If you have stamina, strength and an interest in biology and technology, plus the willingness to assist people who are under stress due to an undiagnosed illness, a career as a radiology technician may be right for you.
What They Do
Radiology technicians (aka radiologic technologists and radiographers) take x-ray films (radiographs) of different parts of the human body and administer nonradioactive materials into patients' bloodstreams as requested by physicians for the purpose of diagnosing medical problems.
Radiology technicians with greater experience and specialized training can perform more complex imaging procedures such as mammograms, ultrasound, computed tomography (CT) or magnetic resonance imaging (MRI).
Many radiology technicians specialize in mammography, which uses low-dose x-rays to produce images of the breast for the purpose of diagnosing benign breast conditions and breast cancer.
Experienced technicians may be promoted to supervisor, chief radiologic technologist, radiologist assistant and department administrator or director. An advanced degree and additional certification are required for these positions. Some become instructors in a medical institution program or with equipment manufacturers. Others become sales representatives with equipment manufacturers.

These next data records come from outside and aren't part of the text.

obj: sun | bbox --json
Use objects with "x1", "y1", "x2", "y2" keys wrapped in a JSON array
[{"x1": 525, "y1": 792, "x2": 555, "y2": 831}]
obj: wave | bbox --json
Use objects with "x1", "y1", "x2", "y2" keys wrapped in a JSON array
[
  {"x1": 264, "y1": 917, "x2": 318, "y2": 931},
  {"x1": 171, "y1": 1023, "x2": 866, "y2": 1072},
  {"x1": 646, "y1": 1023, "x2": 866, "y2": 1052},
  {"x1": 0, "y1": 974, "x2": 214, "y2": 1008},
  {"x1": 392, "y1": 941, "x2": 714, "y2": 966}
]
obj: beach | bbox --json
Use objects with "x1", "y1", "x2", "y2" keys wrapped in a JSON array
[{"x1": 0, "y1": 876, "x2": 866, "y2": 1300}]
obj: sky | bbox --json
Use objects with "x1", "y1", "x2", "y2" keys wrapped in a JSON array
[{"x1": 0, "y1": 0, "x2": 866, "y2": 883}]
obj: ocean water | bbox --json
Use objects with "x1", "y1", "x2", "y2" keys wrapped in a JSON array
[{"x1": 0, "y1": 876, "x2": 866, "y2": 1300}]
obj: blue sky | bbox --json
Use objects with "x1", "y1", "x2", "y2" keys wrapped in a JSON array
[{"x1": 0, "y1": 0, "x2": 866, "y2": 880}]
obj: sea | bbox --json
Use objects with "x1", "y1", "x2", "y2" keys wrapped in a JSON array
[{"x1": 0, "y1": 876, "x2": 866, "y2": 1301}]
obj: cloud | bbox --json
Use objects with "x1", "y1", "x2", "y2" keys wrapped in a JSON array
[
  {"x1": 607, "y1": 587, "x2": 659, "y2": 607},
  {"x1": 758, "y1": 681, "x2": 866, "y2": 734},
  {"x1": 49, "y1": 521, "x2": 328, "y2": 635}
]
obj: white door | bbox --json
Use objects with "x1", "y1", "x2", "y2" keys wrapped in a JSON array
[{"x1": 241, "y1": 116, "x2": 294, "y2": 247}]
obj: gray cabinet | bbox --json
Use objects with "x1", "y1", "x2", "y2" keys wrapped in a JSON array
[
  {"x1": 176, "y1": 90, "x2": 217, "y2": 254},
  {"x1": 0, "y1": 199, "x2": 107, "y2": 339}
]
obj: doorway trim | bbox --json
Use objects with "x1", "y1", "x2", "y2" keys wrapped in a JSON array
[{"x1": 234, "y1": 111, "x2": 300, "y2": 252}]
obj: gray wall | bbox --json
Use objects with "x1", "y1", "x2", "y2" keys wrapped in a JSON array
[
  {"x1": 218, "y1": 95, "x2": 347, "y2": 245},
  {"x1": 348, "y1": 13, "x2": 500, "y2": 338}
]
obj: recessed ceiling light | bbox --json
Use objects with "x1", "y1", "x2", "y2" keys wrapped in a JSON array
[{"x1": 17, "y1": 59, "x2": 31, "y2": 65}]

You should know that radiology technicians stand for long periods and may have to lift or turn disabled patients.
Radiology technicians who graduate from an accredited radiography education program with an Associate's or Bachelor's degree and earn certification from the American Registry of Radiologic Technologists® (ARRT) have an edge on being hired and promoted.
Radiology technician employment will increase faster than average for all occupations due to our growing and aging population.
Hospitals employ the most radiologist technicians but as outpatient health facilities grow, so will opportunities in physicians' offices, diagnostic imaging laboratories and diagnostic imaging and outpatient care centers.
Radiologic technicians who can relocate and who have experience in more than one diagnostic imaging procedure--for example, CT, MR and mammography--will have the best employment opportunities.
The typical average annual salary ranges between $42,000 and $49,000. Radiology technicians in jobs that require more experience, training, specialization and certification can make upwards of $70,000 per year.